Jako pierwsi strzał oddali goście, zaś chwilę później Sadlok popisał się groźnym uderzeniem na bramkę drużyny Rybarskiego. W 8. minucie po podaniu Mateusza Zachary do piłki dopadł Rafał Boguski, który świetnym strzałem na bliższy słupek pokonał Sergiusza Prusaka. W późniejszym czasie ton gry nadawała Biała Gwiazda, która udokumentowała swoją przewagę, podwyższając prowadzenie w 32. minucie, ponownie za sprawą Boguskiego. Bramkę kontaktową 5 minut przed końcem pierwszej odsłony zdobył Krzysztof Danielewicz, który po zagraniu z rzutu rożnego jako pierwszy dopadł do piłki. Tuż przed przerwą wynik starał się podwyższyć Małecki, jednak efektowną paradą popisał się bramkarz Łęcznej i do szatni drużyna Dariusza Wdowczyka schodziła z jednobramkową zaliczką.

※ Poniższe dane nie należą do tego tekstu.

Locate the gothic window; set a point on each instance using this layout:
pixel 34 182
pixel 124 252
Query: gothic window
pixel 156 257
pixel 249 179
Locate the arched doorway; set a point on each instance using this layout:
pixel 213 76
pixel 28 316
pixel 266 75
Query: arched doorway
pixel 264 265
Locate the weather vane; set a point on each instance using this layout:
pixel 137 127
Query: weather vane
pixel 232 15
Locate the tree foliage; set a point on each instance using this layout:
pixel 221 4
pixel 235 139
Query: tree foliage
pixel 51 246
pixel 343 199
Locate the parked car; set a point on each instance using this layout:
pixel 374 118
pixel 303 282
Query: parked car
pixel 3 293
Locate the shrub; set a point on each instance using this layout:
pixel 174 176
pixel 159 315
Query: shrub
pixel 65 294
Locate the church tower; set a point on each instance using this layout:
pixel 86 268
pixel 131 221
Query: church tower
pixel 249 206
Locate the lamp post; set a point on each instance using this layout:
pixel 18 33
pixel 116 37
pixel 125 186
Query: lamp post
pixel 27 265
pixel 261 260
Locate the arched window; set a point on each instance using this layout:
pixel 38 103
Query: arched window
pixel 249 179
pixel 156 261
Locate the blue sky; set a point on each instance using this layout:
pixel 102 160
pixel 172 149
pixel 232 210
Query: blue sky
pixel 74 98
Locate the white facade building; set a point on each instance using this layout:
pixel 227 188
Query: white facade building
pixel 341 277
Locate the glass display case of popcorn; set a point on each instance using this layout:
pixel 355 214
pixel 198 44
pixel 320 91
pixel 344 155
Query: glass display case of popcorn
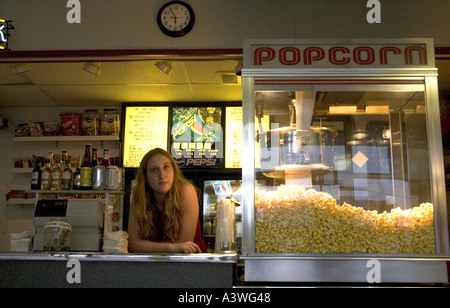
pixel 352 159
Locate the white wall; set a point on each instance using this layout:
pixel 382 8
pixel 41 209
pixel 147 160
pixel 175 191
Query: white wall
pixel 18 218
pixel 121 24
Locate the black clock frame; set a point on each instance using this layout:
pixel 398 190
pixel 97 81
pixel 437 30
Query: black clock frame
pixel 178 33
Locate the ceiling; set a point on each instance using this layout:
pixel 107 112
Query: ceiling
pixel 67 84
pixel 199 80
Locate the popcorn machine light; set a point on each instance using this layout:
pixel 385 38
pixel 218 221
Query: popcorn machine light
pixel 352 167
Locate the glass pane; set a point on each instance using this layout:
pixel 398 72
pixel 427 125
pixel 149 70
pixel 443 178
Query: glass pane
pixel 345 172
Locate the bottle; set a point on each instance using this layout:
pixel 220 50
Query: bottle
pixel 98 172
pixel 86 170
pixel 77 176
pixel 56 177
pixel 105 161
pixel 121 176
pixel 50 158
pixel 66 181
pixel 36 175
pixel 46 176
pixel 111 177
pixel 94 161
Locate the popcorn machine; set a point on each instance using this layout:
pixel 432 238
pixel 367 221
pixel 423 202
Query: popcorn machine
pixel 352 161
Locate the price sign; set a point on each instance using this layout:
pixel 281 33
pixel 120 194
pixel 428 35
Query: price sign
pixel 145 128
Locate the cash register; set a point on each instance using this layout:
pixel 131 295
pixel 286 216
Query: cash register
pixel 85 217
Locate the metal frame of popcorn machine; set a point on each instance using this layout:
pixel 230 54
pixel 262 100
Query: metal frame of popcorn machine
pixel 346 136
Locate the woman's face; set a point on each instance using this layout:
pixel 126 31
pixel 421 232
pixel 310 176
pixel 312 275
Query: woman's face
pixel 159 174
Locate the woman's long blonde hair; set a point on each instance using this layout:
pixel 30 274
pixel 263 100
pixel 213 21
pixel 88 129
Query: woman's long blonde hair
pixel 143 199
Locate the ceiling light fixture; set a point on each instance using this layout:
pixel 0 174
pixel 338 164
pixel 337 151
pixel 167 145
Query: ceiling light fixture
pixel 93 68
pixel 20 68
pixel 166 67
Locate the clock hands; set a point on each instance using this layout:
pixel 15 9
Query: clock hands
pixel 174 16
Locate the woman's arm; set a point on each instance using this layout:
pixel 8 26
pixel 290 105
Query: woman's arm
pixel 190 211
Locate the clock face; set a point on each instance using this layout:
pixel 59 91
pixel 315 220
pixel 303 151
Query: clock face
pixel 176 18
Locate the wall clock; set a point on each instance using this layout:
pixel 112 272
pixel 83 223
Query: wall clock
pixel 176 18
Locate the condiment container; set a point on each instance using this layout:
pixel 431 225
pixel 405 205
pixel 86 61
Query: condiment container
pixel 57 236
pixel 70 124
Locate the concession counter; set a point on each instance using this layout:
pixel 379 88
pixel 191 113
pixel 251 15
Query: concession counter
pixel 351 163
pixel 93 270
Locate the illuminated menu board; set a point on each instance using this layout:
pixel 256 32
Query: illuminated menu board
pixel 233 138
pixel 197 138
pixel 146 127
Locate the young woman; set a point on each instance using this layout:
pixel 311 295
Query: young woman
pixel 164 210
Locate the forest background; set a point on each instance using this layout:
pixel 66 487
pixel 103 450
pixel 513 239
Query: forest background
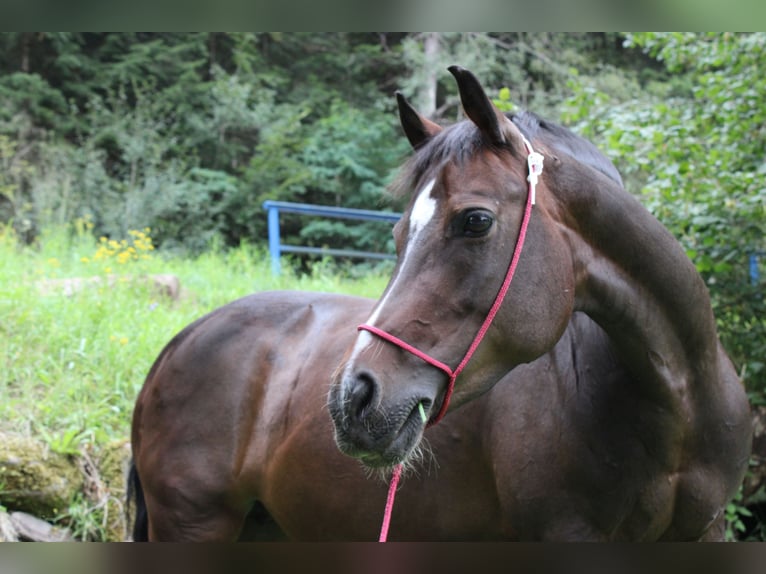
pixel 188 133
pixel 170 144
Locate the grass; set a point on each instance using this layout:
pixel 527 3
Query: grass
pixel 71 366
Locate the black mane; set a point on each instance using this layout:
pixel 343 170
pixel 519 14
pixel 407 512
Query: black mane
pixel 462 140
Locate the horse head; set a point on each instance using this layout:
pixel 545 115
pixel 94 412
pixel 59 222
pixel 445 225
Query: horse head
pixel 455 242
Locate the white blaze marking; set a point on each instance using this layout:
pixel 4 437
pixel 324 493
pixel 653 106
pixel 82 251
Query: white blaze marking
pixel 422 212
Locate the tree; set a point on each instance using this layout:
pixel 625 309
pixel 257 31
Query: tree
pixel 695 147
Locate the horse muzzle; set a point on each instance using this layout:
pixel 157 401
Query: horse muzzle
pixel 378 430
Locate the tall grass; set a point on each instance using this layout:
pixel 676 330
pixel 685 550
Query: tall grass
pixel 72 365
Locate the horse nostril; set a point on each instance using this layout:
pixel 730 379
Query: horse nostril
pixel 362 390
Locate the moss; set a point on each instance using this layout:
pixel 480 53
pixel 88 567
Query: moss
pixel 35 479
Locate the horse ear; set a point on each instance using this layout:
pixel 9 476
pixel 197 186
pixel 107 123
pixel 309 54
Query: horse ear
pixel 417 128
pixel 480 109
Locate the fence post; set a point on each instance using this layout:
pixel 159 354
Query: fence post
pixel 274 250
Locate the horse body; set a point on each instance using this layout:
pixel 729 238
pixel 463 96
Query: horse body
pixel 560 449
pixel 599 405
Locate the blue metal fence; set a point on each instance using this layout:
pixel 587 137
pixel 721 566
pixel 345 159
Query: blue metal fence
pixel 276 247
pixel 755 274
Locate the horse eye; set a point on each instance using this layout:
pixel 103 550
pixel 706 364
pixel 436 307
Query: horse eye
pixel 477 223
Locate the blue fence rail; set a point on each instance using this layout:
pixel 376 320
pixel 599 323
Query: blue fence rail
pixel 276 247
pixel 755 274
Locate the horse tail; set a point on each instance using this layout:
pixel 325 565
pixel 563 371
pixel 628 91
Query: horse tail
pixel 141 518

Niemal kwadrans po rozpoczęciu drugiej części spotkania Szymon Drewniak pewnie wykorzystał rzut karny, którego głównym winowajcą był Alan Uryga. Kilka minut później padła kolejna bramka. Błyszczący formą Boguski wykazał się snajperskim instynktem – pakując piłkę do pustej bramki, dał swojej drużynie prowadzenie i zdobył hattrick. Pomocnik Białej Gwiazdy tym golem ustalił wynik, po nim tempo meczu znacznie zmalało, a sytuacji bramkowych było jak na lekarstwo. Ostatecznie Wisła podtrzymuje świetną passę – 8 nieprzegranych spotkań – i pnie się w górę tabeli, zaś zespół z Łęcznej w tym momencie jest lepszy jedynie od Ruchu Chorzów i znajduje się w strefie spadkowej na przedostatniej lokacie .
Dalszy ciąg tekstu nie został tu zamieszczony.